The RACE Act of 2025 streamlines the process for companies to automatically qualify for selling substantially similar securities up to a $\$5$ million limit, provided prior filings and conditions are met.
Garland "Andy" Barr
Representative
KY-6
The RACE Act of 2025 streamlines the process for companies to offer new, substantially similar securities by allowing for automatic qualification if certain conditions are met. This provision applies to offerings under a specific exemption of the Securities Act of 1933, provided the new offering does not exceed a $5 million threshold. The goal is to expedite capital raising for closely related securities issuances.
The new Regulation Advancement for Capital Enhancement Act of 2025 (RACE Act) is looking to put the pedal down on how certain companies raise money. Specifically, Section 2 introduces a fast-track system for selling new securities, provided they look a lot like something the company has already sold.
Think of this as the express lane at the DMV for corporate fundraising. If a company has successfully used a specific exemption under the Securities Act of 1933 (paragraph 2) to sell a class of securities, they can now get their next offering automatically qualified simply by filing the paperwork, without the usual lengthy review. This Automatic Qualification is designed to save time and cut down on regulatory red tape for established issuers. For a small company that needs to quickly raise $3 million to expand operations or launch a new product line, this could shave weeks or even months off the process.
There are a few key speed bumps, though. First, the new offering can't be for more than $5,000,000. Second, the total amount raised under this specific exemption over the last 12 months can't exceed the overall annual limit. The biggest detail, however, lies in the term "substantially similar." The new securities don't have to be identical to the original ones in every way—they just need to share some predefined characteristics.

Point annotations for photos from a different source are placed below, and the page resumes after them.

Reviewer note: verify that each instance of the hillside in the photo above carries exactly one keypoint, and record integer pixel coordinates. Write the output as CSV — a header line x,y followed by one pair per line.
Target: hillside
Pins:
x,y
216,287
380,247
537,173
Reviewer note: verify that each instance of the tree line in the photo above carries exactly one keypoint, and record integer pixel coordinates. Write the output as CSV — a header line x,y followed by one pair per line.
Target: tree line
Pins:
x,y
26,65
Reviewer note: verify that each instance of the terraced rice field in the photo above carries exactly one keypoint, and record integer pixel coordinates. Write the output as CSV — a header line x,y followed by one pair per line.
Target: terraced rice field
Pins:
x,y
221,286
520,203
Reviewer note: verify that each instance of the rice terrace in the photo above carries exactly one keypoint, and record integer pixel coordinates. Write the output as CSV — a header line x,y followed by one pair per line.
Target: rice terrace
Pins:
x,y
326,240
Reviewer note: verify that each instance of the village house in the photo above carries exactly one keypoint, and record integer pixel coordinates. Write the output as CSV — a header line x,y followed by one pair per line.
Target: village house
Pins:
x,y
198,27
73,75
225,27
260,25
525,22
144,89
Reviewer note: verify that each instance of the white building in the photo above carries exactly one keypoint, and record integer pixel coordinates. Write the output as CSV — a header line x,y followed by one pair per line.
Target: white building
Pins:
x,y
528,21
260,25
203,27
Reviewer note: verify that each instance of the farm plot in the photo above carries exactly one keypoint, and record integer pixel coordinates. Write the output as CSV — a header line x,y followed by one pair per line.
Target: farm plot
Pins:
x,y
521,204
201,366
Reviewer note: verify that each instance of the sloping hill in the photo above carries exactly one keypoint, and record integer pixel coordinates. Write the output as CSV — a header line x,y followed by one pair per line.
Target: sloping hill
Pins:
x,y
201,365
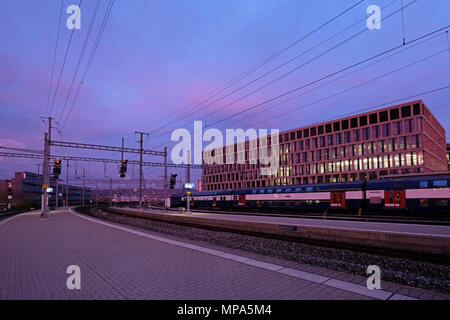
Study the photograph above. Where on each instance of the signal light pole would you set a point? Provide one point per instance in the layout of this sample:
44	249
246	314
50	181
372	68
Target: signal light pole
141	149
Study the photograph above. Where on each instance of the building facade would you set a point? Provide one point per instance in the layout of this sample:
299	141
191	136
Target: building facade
27	191
397	140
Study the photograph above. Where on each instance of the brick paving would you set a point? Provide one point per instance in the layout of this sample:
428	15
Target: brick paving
34	255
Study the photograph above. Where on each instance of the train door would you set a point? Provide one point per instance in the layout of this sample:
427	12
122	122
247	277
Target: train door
337	199
241	200
395	199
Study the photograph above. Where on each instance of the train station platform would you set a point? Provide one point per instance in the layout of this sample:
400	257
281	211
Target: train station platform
120	262
414	238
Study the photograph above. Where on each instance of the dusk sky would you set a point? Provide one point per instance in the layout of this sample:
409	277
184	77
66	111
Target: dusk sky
156	59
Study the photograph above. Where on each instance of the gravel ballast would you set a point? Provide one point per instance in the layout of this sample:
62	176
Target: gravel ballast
420	274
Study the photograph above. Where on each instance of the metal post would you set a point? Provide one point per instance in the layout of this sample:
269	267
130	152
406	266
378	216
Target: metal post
188	178
110	191
84	175
165	178
141	149
67	184
56	193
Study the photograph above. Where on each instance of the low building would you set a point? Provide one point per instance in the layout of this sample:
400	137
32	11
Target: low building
27	191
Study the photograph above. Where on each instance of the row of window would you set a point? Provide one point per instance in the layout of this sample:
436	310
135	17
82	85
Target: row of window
378	117
375	132
369	163
355	150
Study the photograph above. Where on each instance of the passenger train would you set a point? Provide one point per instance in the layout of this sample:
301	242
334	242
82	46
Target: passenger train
418	195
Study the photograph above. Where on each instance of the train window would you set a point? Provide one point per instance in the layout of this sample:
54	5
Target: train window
424	202
423	184
441	202
440	183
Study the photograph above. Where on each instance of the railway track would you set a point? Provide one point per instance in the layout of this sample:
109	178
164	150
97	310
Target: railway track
363	218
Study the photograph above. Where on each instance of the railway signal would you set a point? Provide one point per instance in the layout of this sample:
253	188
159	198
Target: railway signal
123	168
9	190
173	180
57	168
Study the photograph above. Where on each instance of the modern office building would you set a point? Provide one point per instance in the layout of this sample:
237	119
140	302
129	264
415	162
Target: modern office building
397	140
448	156
27	191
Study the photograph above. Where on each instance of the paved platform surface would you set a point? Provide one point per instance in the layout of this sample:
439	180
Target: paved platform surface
356	225
117	264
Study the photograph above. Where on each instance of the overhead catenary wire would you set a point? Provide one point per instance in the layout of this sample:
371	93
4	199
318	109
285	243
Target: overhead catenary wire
297	68
64	63
80	59
91	58
54	58
220	89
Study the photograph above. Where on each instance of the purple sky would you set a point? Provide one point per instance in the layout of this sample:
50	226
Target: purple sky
157	57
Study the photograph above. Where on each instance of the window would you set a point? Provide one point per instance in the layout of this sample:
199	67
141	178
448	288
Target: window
440	183
356	135
423	184
306	133
330	140
406	111
386	128
363	120
366	133
375	132
336	126
322	141
338	138
347	137
344	124
395	114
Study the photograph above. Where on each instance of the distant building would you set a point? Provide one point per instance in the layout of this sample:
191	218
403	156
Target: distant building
27	191
396	140
448	156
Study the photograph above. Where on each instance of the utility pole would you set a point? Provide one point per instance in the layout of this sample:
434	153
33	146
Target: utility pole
165	178
46	169
56	193
84	175
141	149
188	178
67	184
110	191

For example, if a tech startup previously sold preferred stock with a 5% dividend, they could potentially use this fast track to sell new preferred stock with a 6% dividend, arguing it's still "substantially similar."

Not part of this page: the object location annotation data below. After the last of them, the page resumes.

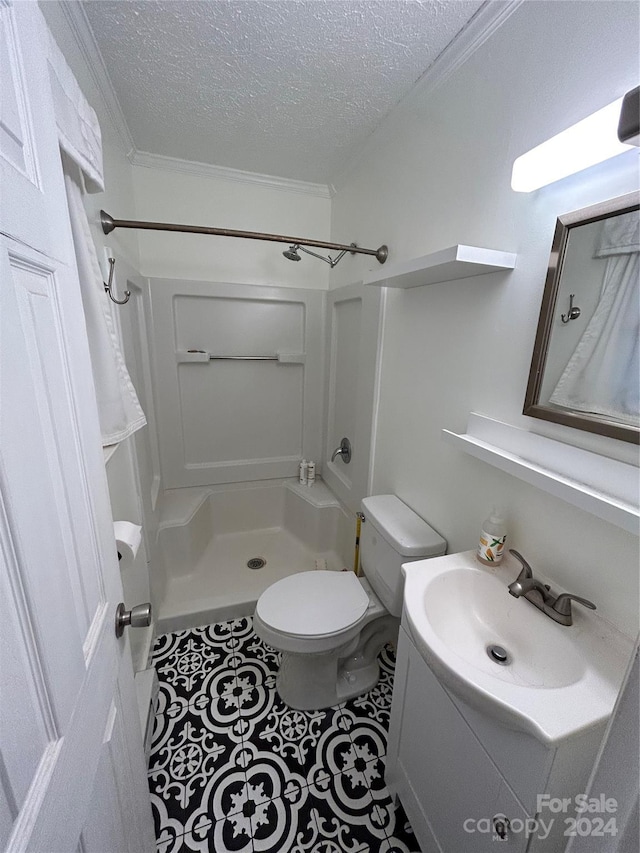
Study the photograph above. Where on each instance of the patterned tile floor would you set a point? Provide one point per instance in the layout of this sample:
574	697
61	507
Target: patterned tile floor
234	769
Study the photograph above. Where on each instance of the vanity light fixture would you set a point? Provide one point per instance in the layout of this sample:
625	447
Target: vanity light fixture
590	141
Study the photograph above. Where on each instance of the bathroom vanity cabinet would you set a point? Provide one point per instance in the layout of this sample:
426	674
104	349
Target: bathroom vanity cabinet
467	781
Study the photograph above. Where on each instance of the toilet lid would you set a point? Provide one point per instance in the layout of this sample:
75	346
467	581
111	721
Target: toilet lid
313	603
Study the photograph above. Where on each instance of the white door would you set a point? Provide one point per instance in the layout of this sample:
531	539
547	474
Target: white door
72	775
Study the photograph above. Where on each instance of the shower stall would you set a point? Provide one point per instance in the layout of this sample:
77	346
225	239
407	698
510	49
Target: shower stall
240	382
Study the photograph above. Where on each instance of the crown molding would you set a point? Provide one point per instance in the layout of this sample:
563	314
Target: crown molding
207	170
486	21
85	39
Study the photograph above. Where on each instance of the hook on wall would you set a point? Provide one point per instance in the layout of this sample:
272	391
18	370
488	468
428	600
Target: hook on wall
108	286
573	313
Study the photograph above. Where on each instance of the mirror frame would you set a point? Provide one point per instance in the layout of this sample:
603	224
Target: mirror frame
532	406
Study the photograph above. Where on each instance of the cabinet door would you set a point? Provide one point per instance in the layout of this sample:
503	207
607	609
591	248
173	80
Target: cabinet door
441	765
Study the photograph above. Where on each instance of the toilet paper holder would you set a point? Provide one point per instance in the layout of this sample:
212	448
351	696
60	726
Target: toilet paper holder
138	617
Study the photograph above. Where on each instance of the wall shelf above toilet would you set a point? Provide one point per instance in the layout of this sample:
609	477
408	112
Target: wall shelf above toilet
446	265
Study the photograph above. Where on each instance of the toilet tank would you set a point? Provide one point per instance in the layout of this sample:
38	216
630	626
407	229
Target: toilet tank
392	534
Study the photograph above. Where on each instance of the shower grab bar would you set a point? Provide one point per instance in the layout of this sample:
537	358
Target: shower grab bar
197	355
243	358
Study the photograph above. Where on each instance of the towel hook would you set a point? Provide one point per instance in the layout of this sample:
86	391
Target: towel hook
107	287
573	313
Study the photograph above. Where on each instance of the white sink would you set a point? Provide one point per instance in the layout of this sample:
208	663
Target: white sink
558	680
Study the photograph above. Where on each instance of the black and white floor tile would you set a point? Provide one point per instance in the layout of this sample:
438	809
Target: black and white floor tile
235	770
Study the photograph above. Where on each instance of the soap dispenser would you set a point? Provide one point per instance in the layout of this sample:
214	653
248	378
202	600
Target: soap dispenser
492	539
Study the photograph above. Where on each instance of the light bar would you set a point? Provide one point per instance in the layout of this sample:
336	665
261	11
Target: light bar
590	141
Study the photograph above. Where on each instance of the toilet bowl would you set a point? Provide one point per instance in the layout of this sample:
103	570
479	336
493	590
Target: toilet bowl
331	626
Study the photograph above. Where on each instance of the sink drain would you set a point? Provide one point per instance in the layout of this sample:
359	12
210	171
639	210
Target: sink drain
498	655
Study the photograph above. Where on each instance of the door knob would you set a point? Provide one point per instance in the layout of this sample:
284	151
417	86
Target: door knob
138	617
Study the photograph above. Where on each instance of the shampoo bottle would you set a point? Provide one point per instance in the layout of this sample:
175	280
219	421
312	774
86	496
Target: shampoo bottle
492	538
311	473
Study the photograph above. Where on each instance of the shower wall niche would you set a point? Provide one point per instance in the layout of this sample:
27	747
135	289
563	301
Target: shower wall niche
231	418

For the companies raising capital, this is a clear win for efficiency. For the rest of us—especially those who might invest in these offerings—it introduces a bit of a gray area. The whole point of regulatory review is to ensure that investors have all the necessary information about risk before putting money down. By allowing automatic qualification based on the subjective term "substantially similar," the bill reduces the level of direct regulatory scrutiny on these subsequent offerings. While the $5 million cap keeps things relatively small, it creates a potential loophole. A company could make several offerings just under that $5 million cap, constantly introducing slight variations that might carry different risks, but still bypass the full, comprehensive review. In essence, the efficiency gained by the issuer comes at the cost of reduced oversight for the investor, relying heavily on the issuer's good faith interpretation of what is "substantially similar" to a previous, approved security.